Since "all leadership is academic," it is a course to prepare
students to be future leaders in whatever field they enter. It is combined with
technology, so besides leadership, we will develop important technology skills
for the modern world.
We have seen that very often people manipulate information to their
advantage. It can happen for a number of reasons, depending on what will
benefit the talker. We have seen an example of how the American candidate Mitt
Romney has distorted the information contained in a book written by Jared
Diamond. The book talks about the reasons why some countries are wealthy and
some are poor. It is a very complete research and explores many possible
causes. Mitt Romney changed the content in the book to his advantage, saying
that the American people should believe in America, not because of geographic
features, but because America is the greatest country in the world. He
simplified Diamond's research in a way that benefited his speech and gave the
public a wrong idea of what Diamond actually said. That made Diamond angry, of
course, and the author published an article explaining what his book was about,
and criticizing Mitt Romney's action. That kind of manipulated information is
more common than imagined. Not only in politics, but in marketing,
campaigns, and many other situations. People use any kind of information
to their favor; they simplify it, they change it. All adapted to the public
they want to reach. And the interesting part is that people actually believe
them. If you say something with confidence, people are likely to believe you.

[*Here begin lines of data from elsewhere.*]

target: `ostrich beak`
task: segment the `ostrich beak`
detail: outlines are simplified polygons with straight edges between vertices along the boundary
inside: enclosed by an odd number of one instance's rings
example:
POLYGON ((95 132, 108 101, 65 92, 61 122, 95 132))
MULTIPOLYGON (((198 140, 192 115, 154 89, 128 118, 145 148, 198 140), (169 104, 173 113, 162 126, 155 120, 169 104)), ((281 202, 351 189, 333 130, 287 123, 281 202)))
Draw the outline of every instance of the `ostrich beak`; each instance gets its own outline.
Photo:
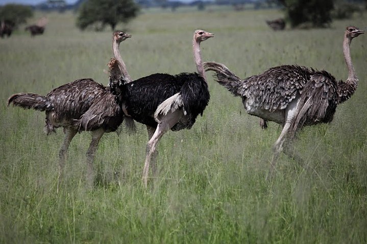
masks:
POLYGON ((207 38, 209 38, 210 37, 214 37, 214 34, 210 33, 209 32, 206 32, 205 34, 203 35, 203 36, 204 36, 206 37, 207 38))

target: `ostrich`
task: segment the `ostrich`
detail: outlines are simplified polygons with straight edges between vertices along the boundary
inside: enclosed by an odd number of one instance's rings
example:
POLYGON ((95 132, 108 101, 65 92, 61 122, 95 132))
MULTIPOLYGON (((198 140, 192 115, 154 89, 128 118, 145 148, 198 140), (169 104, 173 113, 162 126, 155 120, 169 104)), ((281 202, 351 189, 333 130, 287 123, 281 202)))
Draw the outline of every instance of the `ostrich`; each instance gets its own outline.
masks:
POLYGON ((119 99, 125 115, 147 126, 149 141, 142 175, 145 187, 151 161, 155 171, 156 147, 162 136, 170 129, 176 131, 191 128, 208 105, 210 95, 200 45, 213 36, 202 30, 194 32, 192 48, 197 73, 154 74, 119 86, 119 99))
MULTIPOLYGON (((116 31, 113 36, 114 53, 121 41, 131 35, 116 31)), ((46 112, 45 130, 47 135, 56 132, 55 128, 63 127, 65 138, 59 152, 59 184, 62 176, 69 145, 78 132, 92 131, 92 141, 87 152, 88 180, 93 179, 93 161, 100 140, 105 132, 115 131, 124 119, 124 115, 117 99, 114 87, 117 87, 116 73, 111 69, 109 87, 99 84, 91 78, 81 79, 64 84, 50 92, 45 96, 34 93, 17 93, 8 100, 8 105, 13 104, 23 108, 33 108, 46 112)), ((118 82, 117 82, 117 84, 118 82)), ((133 126, 132 120, 127 118, 128 127, 133 126)))
POLYGON ((274 121, 283 129, 274 146, 274 153, 268 176, 275 168, 279 153, 292 157, 291 140, 303 126, 329 123, 336 106, 349 99, 357 88, 358 80, 350 55, 352 39, 364 33, 354 26, 347 27, 343 52, 348 77, 337 82, 325 71, 297 65, 274 67, 262 74, 241 80, 224 65, 215 62, 204 63, 206 71, 216 72, 216 81, 234 96, 240 96, 247 113, 266 121, 274 121))
POLYGON ((0 37, 3 38, 5 35, 10 36, 15 24, 12 21, 2 20, 0 25, 0 37))
POLYGON ((284 19, 282 18, 273 20, 265 20, 265 21, 267 25, 275 31, 282 30, 285 27, 285 21, 284 19))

Very few will take the time to think your argument through. It is important that
the population has judgment, otherwise people that manipulate and abuse their
academic knowledge (or lack of it), will be future leaders and the population
will always be fooled and manipulated, like has happened in countless
situations in History so far. Instruction is needed not only for the people in
charge, to create academically sophisticated and intellectual leaders, but also
to the population, so they will know whether they are being told the truth or
not. With ignorant voters, corrupt governors will come to power and the
population will always be lied to. That will cause a corrupt democracy, where
life conditions are poor to the residents of the country, and the population is
not respected. A factor that is treated in Jared Diamond's book about a country's
wealth is an honest government. Intellectual capable people will make smarter
choices when choosing future leaders. But for a country to develop, it does not
depend solely in a capable voting population: it depends on capable leaders. If
there is an intelligent population, but no leaders worth voting on, it won't
make any difference. The leaders must be prepared and taught to use their
academic knowledge in an honest way. If both the population and their leaders
are honest, able to use information in the right way, and be prepared to
fulfill their duties correctly, the country will move forward and society will
be benefited.
Now, last but not least, (definitely not least), possible subjects that I would like to transform into a project in this class are either music or literature. I love both, and I haven't made up my mind yet. I am sure either one would make a good project, and I will have to make a decision at some point. But right now, I really don't know.